After decades of development, the OCR community has produced a series of related datasets that often provide annotations of text in a variety of styles, making it necessary for users to convert these datasets to the required format when using them. MMOCR supports dozens of commonly used text-related datasets and provides detailed tutorials for downloading and preparing the data.
In addition, we provide data conversion scripts to help users convert the annotations of widely-used OCR datasets to MMOCR formats.
- [Key Information Extraction Dataset Preparation](./data_prepare/kie.md)
In the following, we provide a brief overview of the data formats defined in MMOCR for each task.
- As shown in the following code block, the text detection task uses the data format `TextDetDataset`, which holds the bounding box annotations, file names, and other information required for the text detection task. We provide a sample annotation file in the `tests/data/det_toy_dataset/instances_test.json` path.
```json
{
"metainfo":
{
"dataset_type": "TextDetDataset",
"task_name": "textdet",
"category": [{"id": 0, "name": "text"}]
},
"data_list":
[
{
"img_path": "test_img.jpg",
"height": 640,
"width": 640,
"instances":
[
{
"polygon": [0, 0, 0, 10, 10, 20, 20, 0],
"bbox": [0, 0, 10, 20],
"bbox_label": 0,
"ignore": false,
},
],
//...
}
]
}
```
- As shown in the following code block, the text recognition task uses the data format `TextRecogDataset`, which holds information such as text instances and image paths required by the text recognition task. An example annotation file is provided in the `tests/data/rec_toy_dataset/labels.json` path.
```json
{
"metainfo":
{
"dataset_type": "TextRecogDataset",
"task_name": "textrecog",
},
"data_list":
[
{
"img_path": "test_img.jpg",
"instances":
[
{
"text": "GRAND"
}
]
}
]
}
```
## Downloading Datasets and Format Conversion
As an example of the data preparation steps, you can perform the following steps to prepare the ICDAR 2015 dataset for text detection task.
- Download the ICDAR 2015 dataset from the [official ICDAR website](https://rrc.cvc.uab.es/?ch=4&com=downloads). Extract the training set `ch4_training_word_images_gt.zip` and the test set zip `ch4_test_word_images_gt.zip` to the path `data/icdar2015` respectively.

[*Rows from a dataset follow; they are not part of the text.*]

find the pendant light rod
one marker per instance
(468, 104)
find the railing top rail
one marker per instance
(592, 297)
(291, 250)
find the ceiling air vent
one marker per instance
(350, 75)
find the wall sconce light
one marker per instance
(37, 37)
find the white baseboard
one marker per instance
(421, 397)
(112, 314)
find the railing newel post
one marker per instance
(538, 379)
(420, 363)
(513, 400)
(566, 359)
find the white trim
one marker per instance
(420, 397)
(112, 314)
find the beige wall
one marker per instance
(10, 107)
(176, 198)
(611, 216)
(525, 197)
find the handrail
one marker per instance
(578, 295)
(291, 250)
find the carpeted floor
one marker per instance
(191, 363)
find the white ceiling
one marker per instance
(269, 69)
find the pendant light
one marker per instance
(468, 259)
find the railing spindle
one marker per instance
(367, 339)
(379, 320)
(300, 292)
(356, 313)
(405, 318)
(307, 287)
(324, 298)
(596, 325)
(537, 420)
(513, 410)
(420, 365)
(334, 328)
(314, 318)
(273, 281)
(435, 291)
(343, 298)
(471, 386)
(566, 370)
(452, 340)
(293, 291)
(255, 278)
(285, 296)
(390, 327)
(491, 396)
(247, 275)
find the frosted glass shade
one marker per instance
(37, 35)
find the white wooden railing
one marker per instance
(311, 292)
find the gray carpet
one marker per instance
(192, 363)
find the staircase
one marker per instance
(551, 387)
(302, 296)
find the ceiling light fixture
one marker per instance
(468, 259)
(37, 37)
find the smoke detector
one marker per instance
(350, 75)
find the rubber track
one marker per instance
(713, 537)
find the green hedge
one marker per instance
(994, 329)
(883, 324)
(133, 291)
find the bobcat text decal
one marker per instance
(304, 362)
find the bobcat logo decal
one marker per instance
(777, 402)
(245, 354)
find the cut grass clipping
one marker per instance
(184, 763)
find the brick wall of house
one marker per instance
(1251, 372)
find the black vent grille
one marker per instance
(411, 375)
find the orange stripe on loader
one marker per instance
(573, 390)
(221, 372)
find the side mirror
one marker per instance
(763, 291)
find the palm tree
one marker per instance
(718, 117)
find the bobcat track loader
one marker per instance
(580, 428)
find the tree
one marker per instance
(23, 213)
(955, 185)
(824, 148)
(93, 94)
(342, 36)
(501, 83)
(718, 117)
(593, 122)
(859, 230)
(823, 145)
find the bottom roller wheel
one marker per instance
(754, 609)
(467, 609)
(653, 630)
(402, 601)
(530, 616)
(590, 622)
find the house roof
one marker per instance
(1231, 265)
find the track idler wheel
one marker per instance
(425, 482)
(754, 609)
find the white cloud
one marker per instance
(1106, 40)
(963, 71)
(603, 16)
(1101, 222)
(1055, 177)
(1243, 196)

- Using the scripts provided by us to convert the annotations to MMOCR supported formats.
```bash
python tools/dataset_converters/textdet/icdar_converter.py data/det/icdar15/ -o data/det/icdar15/ --split-list training test -d icdar2015
```
- After completing the above steps, the annotation format has been converted, and the file directory structure is as follows
```text
data/det/icdar2015/
├── annotations
│ ├── test
│ └── training
├── imgs
│ ├── test
│ └── training
├── instances_test.json
└── instances_training.json
```
## Dataset Configuration
### Single Dataset Training
When training or evaluating a model on new datasets, we need to write the dataset config where the image path, annotation path, and image prefix are set. The path `configs/xxx/_base_/datasets/` is pre-configured with the commonly used datasets in MMOCR, here we take the ICDAR 2015 dataset as an example (see `configs/_base_/det_datasets/icdar2015.py`).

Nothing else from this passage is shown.